NARRATOR: One last job and Keith was out. The year was 2004. He had spent seven years living in fear. Fear for his life, and for those of his loved ones. The trauma he sustained during that time would stay with him forever. That was the price he paid to furnish the US government with some of the names, contacts, and bank accounts that enabled the cartel to rake in billions of dollars a year. But look around. Turn on the news. Drugs are still being sold and consumed in vast quantities. In 2020, Oregon became the first US state to decriminalize the possession of cocaine. Is this a war that any spy - willing or otherwise - could hope to win? Was it worth it? Well, that’s a matter of perspective. What’s yours? Several years later, Keith wrote a book about his experiences. It’s called Undercover: A Novel of a Life. 

KEITH BULFIN: For legal reasons, and to appease the DEA, it’s marketed as fiction. I had to make it fiction and then change a lot of names, which I've done. But they weren't happy. I can assure you. But they allowed it through. So yeah, interesting. There were a few annoyed people, to be honest. And when 60 Minutes and all the television documentary teams interviewed me and read the book, they all came to the conclusion: "This is a true story. I mean, this is..." And I kept smiling. Didn't respond to that. 

NARRATOR: For the purposes of this podcast, some names have been changed. But Keith assures us that everything you’ve heard today is true. Today, he undertakes forensic financial investigations for private clients. After all, nobody knows the game better than he does.

KEITH BULFIN: I carry out investigations for various people who have lost money. They contact me and I help them find it.

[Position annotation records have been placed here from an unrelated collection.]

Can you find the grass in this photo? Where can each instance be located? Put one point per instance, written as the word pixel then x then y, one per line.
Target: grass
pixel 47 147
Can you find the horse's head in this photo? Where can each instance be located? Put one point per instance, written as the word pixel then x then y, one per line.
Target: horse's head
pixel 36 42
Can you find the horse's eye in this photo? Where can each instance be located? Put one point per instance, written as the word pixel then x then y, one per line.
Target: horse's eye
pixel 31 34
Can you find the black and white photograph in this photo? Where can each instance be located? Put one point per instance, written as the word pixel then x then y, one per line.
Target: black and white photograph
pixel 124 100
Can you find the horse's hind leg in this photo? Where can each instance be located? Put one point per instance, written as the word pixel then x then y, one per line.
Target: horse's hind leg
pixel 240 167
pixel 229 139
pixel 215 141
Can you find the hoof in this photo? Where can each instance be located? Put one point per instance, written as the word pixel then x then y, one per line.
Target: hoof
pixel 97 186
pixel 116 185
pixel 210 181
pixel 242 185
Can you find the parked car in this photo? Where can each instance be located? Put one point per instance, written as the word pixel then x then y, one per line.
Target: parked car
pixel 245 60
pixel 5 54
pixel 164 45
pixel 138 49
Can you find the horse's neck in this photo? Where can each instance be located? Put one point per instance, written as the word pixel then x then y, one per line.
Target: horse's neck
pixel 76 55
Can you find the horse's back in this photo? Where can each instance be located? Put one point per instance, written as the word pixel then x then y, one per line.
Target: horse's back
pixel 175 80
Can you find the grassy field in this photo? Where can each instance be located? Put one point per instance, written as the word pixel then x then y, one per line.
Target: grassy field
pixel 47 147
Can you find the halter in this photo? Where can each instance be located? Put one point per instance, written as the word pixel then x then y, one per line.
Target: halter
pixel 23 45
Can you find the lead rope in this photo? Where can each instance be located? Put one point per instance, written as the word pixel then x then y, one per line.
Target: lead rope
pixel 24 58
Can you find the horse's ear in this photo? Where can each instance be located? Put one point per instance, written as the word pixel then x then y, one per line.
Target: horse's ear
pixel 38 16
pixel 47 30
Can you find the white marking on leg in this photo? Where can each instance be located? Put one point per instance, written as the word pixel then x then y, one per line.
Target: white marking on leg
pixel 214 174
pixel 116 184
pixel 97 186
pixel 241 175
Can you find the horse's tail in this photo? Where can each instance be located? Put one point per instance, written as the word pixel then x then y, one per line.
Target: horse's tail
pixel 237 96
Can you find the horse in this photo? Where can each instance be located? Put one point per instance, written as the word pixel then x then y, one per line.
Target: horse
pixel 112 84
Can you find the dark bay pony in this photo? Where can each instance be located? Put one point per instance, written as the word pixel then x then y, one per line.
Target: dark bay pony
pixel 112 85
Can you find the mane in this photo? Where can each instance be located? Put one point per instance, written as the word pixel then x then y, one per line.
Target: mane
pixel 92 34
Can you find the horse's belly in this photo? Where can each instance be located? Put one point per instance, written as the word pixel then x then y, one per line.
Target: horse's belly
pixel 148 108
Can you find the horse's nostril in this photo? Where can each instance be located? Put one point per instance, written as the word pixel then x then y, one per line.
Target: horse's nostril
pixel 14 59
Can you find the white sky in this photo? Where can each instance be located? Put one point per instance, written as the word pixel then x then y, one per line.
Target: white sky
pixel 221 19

NARRATOR: I’m Vanessa Kirby. We all have valuable spy skills, and our experts are here to help you discover yours. Get an authentic assessment of your spy skills, created by a former Head of Training at British Intelligence, now at SPYSCAPE.com.

Guest Bio

Keith Bulfin is a New Zealander who has worked in the UK and South African finance industry. Working in the Australian investment banking industry in the 1980s, he pleaded guilty to conspiracy to defraud and spent three years in a supermax prison. While there, he met two Mexican fugitives and their friendship led to his recruitment by US intelligence to operate a covert banking operation for the Mexican drug cartels.